At least 41 people drowned over the weekend when their boat capsized in the Central Mediterranean Sea, the United Nations said on Wednesday, the latest shipwreck involving migrants fleeing conflict-stricken Libya and seeking a better life in Europe.

The U.N. migration and refugee agencies said in a joint statement that the dead were among at least 120 migrants on a dinghy that left Libya on Feb. 18. The shipwreck took place two days later, it said.

A commercial vessel rescued the survivors and took them to the Sicilian port town of Porto Empedocle in Italy, they added. Only one body was recovered, and the missing included three children and four women, one of whom left behind a newborn baby currently in Lampedusa, it said.

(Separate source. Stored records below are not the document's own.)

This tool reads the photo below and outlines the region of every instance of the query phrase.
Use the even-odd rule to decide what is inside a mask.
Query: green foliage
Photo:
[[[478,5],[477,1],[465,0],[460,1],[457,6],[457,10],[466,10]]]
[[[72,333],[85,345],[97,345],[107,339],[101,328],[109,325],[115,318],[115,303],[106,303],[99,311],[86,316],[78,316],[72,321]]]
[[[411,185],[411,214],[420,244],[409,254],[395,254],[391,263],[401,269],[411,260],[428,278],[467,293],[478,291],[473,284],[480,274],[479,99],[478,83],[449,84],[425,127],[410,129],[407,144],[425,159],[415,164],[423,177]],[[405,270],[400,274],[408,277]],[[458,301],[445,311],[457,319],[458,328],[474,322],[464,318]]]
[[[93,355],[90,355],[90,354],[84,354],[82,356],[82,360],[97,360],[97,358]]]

The shipwreck was the latest along the Central Mediterranean migration route, where about 160 Europe-bound migrants have died since the beginning of 2021, the U.N. agencies said.

In the years since the 2011 uprising that ousted and killed longtime dictator Muammar Gaddafi, war-torn Libya has emerged as the dominant transit point for migrants fleeing war and poverty in Africa and the Middle East.

Smugglers often pack desperate families into ill-equipped rubber boats that stall and founder along the perilous Central Mediterranean route.

Over the last several years, hundreds of thousands of migrants have reached Italy either on their own or after being rescued at sea.